Terminei Sapatos Brancos e digo que fiquei impactado em diferentes níveis.

A leitura ocorreu a mim da seguinte maneira: sinto que fui me aproximando das personagens e aprendendo a desvendar a história, porque ela é contada de um forma diferente, a narrativa não é exatamente linear, ela vai se encaminhando para um futuro, mas é entrecortada por memórias do passado (às vezes eu voltava para saber em que época me encontrava, mas isso não é nem de longe negativo!).

Eu consigo perceber diferentes camadas na história, a primeira delas é do personagem central que é o Felipe, que consegue abarcar tantas vidas e ser tão representativo num só ser fictício. Tenho certeza que muitas pessoas LGBTQ+ podem se perceber nele, pessoas que carregaram/carregam o sentimento de inadequação e que tentam expressar, cada um a sua maneira, a potência das próprias vidas.

Um outro aspecto que me ressaltou aos olhos foi a sensibilidade em tratar temas considerados tabus, como abusos e violências na infância e o amor entre dois meninos. Outros nuances aos quais me detive são relativos à falsa moral de uma sociedade conservadora e machista. Sociedade essa que abomina a delicadeza de jovens meninos e se presta, incessantemente, à construção de uma masculinidade normativa, e para isso, não se furta em usar métodos ortodoxos, violentos e obscuros para “endireitar” os meninos.
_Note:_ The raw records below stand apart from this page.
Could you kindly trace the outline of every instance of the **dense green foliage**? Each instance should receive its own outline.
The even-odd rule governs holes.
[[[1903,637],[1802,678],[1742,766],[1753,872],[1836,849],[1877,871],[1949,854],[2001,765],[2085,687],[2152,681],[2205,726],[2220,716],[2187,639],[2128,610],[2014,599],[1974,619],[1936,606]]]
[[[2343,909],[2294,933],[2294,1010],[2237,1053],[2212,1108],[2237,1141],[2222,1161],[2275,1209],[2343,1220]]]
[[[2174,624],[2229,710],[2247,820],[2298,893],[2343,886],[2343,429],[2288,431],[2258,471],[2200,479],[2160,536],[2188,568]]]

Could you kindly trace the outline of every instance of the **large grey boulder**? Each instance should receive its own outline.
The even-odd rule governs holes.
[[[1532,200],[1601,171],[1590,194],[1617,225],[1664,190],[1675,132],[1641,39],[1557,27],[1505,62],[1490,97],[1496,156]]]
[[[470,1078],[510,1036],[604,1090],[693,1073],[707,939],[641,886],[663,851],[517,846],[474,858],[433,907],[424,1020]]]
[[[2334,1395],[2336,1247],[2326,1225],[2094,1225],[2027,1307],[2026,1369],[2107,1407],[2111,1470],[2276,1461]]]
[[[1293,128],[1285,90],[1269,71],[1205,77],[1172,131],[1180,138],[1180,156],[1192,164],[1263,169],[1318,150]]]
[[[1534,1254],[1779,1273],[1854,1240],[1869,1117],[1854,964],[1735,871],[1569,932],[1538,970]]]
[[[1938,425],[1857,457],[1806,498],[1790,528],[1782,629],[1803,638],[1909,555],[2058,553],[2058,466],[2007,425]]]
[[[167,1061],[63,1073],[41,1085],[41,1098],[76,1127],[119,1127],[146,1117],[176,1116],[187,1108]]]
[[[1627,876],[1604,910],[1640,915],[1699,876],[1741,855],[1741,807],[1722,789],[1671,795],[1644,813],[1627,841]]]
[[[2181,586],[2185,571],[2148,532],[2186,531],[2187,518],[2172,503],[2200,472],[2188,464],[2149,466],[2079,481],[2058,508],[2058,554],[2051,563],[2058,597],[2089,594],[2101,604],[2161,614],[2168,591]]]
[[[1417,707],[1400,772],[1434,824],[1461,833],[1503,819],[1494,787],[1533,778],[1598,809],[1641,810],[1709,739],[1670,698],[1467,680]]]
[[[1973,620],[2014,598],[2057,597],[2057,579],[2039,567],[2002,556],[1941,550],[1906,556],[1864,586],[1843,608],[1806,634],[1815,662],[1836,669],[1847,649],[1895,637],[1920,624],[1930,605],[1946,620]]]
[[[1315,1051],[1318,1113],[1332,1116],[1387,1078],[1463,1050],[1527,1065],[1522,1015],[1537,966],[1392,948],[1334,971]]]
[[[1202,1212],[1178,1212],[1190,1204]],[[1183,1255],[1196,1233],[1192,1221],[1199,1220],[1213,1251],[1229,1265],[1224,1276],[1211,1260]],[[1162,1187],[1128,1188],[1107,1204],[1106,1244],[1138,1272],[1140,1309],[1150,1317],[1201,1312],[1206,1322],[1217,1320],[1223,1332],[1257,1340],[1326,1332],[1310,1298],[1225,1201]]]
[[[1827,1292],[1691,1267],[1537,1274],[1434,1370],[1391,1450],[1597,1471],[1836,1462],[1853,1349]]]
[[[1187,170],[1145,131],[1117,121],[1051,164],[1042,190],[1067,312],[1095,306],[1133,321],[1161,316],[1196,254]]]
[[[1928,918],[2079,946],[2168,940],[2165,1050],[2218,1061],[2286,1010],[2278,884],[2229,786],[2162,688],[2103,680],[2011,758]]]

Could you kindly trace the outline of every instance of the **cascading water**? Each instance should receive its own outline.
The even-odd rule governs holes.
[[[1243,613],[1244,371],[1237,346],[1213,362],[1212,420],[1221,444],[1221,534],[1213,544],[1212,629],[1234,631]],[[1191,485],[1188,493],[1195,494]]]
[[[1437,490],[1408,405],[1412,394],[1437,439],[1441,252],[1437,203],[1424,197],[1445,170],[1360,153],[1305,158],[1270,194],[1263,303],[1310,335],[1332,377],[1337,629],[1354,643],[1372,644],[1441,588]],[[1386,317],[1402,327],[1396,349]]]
Falando nisso, vejo que um dos mistérios que rondam e interferem na vida da população da cidade é a tal seita ecumênica. Esta, até esse ponto da história, tem um passado nebuloso e parece estar por trás de atos criminosos na cidade. Eu vejo também que as mulheres movem o enredo, a elas são reservados um protagonismo importante, visto que elas sustentam o peso da descaracterização que a sociedade impõe a elas (meu Deus, a Laura é vítima de todos os tipos de comentários maldosos e atacada por todos os lados).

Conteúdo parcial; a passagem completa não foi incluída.